Jane Hanson Bacharach:
Burt doesn’t ride because he’s afraid of horses. He will occasionally place a bet but gambling isn’t why he’s so into racing. What he really loves are the characters at the track and the sport itself.

I’ve been in racing a long time, and from Battle Royal on, there have been good times, better times, and bad times but I have a kind of mantra that I always go back to. Which is that I have no right to complain about the way my horses are running now, which is not very well, and hasn’t been for a while. Instead I just say, “Remember that you had three really terrific horses that were home-bred.”

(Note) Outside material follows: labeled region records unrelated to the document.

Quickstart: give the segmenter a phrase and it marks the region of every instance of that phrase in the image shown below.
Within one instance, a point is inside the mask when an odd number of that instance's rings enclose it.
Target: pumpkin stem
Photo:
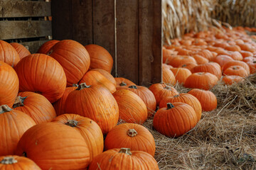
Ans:
[[[82,90],[83,89],[89,88],[90,86],[86,85],[85,83],[82,83],[82,84],[80,84],[78,85],[78,89],[76,89],[75,90]]]
[[[137,89],[137,86],[134,86],[134,85],[129,86],[128,88],[130,88],[130,89]]]
[[[13,164],[17,163],[18,161],[15,159],[13,157],[5,157],[4,159],[0,162],[2,164]]]
[[[120,83],[120,84],[119,84],[120,86],[125,86],[127,85],[127,84],[126,83],[124,83],[124,81],[122,81],[122,83]]]
[[[17,108],[17,107],[20,107],[20,106],[24,106],[23,102],[24,102],[25,99],[28,96],[26,96],[26,97],[18,96],[18,97],[16,97],[16,98],[15,99],[13,108]]]
[[[170,108],[174,108],[174,106],[172,103],[167,103],[167,110],[169,110]]]
[[[0,106],[0,114],[6,112],[9,112],[11,110],[12,110],[12,109],[10,108],[9,106],[8,106],[7,105],[2,105]]]
[[[68,122],[66,123],[65,123],[65,125],[69,125],[71,127],[76,127],[76,126],[78,126],[78,121],[77,121],[75,120],[68,120]]]
[[[127,130],[127,135],[129,137],[134,137],[138,134],[138,132],[134,129],[129,129]]]
[[[132,155],[131,149],[129,148],[122,147],[119,153],[123,153],[123,154],[127,154],[128,155]]]

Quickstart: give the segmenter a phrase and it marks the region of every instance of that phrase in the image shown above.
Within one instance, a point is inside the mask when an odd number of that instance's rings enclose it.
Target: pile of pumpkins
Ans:
[[[20,44],[0,40],[0,169],[159,169],[154,137],[143,123],[153,118],[159,132],[183,135],[202,110],[217,107],[209,89],[223,67],[209,61],[221,56],[221,66],[245,63],[233,57],[239,53],[245,59],[246,53],[255,62],[254,42],[238,28],[228,31],[173,40],[163,48],[164,83],[149,88],[113,77],[112,57],[100,45],[50,40],[31,54]],[[231,33],[239,39],[230,40]],[[252,52],[215,47],[242,42]],[[193,89],[178,94],[176,82]]]

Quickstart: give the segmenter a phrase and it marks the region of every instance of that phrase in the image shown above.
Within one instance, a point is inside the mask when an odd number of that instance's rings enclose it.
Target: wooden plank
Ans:
[[[0,40],[44,37],[51,35],[50,21],[0,21]]]
[[[60,5],[61,4],[61,5]],[[72,40],[72,0],[51,1],[53,38],[55,40]],[[86,29],[81,28],[81,29]]]
[[[93,1],[93,43],[105,47],[113,57],[115,74],[114,0]]]
[[[139,84],[161,82],[161,1],[139,1]]]
[[[49,16],[50,3],[46,1],[1,0],[0,18]]]
[[[47,41],[48,40],[30,41],[30,42],[21,42],[20,44],[28,47],[30,52],[33,54],[33,53],[36,53],[37,50],[39,49],[40,46],[41,46],[44,42]]]
[[[139,83],[138,1],[117,1],[117,74]]]
[[[72,1],[73,40],[84,45],[92,43],[92,0]]]

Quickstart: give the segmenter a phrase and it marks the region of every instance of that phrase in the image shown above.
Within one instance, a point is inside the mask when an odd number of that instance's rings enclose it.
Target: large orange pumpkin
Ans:
[[[20,60],[18,52],[13,46],[0,40],[0,61],[14,67]]]
[[[113,59],[110,52],[97,45],[87,45],[85,47],[88,51],[91,63],[90,69],[102,69],[111,73]]]
[[[127,123],[142,124],[147,118],[147,109],[142,99],[136,94],[119,89],[113,94],[119,110],[119,118]]]
[[[154,157],[156,144],[154,137],[144,126],[123,123],[114,127],[106,137],[105,149],[127,147],[132,151],[144,151]]]
[[[28,51],[28,50],[26,49],[26,47],[25,47],[24,46],[23,46],[22,45],[21,45],[19,43],[11,42],[11,43],[10,43],[10,45],[11,45],[11,46],[13,46],[15,48],[15,50],[17,51],[17,52],[20,57],[20,59],[22,59],[22,58],[31,54]]]
[[[33,54],[23,58],[15,67],[20,91],[33,91],[44,96],[50,103],[64,94],[67,79],[63,68],[53,57]]]
[[[117,123],[119,109],[117,101],[106,88],[81,84],[68,95],[65,113],[75,113],[95,121],[104,134]]]
[[[80,43],[74,40],[65,40],[56,43],[48,55],[63,67],[68,86],[77,84],[90,67],[89,53]]]
[[[167,103],[167,108],[156,111],[153,126],[159,132],[172,137],[177,137],[193,128],[198,122],[194,109],[181,102]]]
[[[85,169],[90,164],[88,146],[82,136],[57,123],[43,123],[28,130],[16,154],[31,159],[43,170]]]
[[[0,61],[0,106],[6,104],[11,108],[18,91],[17,74],[11,66]]]
[[[88,145],[90,160],[102,153],[103,134],[100,126],[92,120],[75,114],[63,114],[53,122],[69,125],[81,134]]]
[[[0,156],[14,154],[18,140],[36,123],[25,113],[0,106]]]
[[[13,108],[28,115],[36,124],[50,122],[56,117],[50,101],[43,96],[33,92],[18,93]]]
[[[1,170],[41,170],[32,160],[24,157],[7,155],[0,157]]]
[[[143,151],[130,151],[128,148],[113,149],[97,156],[88,170],[159,170],[156,161]]]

I had a champion filly that won the Eclipse Award and two horses that ran in the Kentucky Derby in consecutive years and that was just amazing luck. Afternoon Deelites and Soul of the Matter both made more than a million dollars each and were sold as stallions to Brereton Jones in Kentucky for $4 million.

Although the horses I have now are running very poorly, that comes with the territory and is out of my control, because I can’t make them run faster. I now own thirty-two horses but the ones that race are outnumbered by Jane and Raleigh’s show jumpers. The season in Del Mar starts on the third Wednesday in July and goes for seven weeks. I’m always at that meeting and then our horses do the full Southern California circuit at the Pomona Fairgrounds, Hollywood Park, and Santa Anita.

If you look at the photographs on the walls of my house, I’m always smiling in the pictures taken after one of my horses has won a race. For me, this is still one of the greatest thrills in life.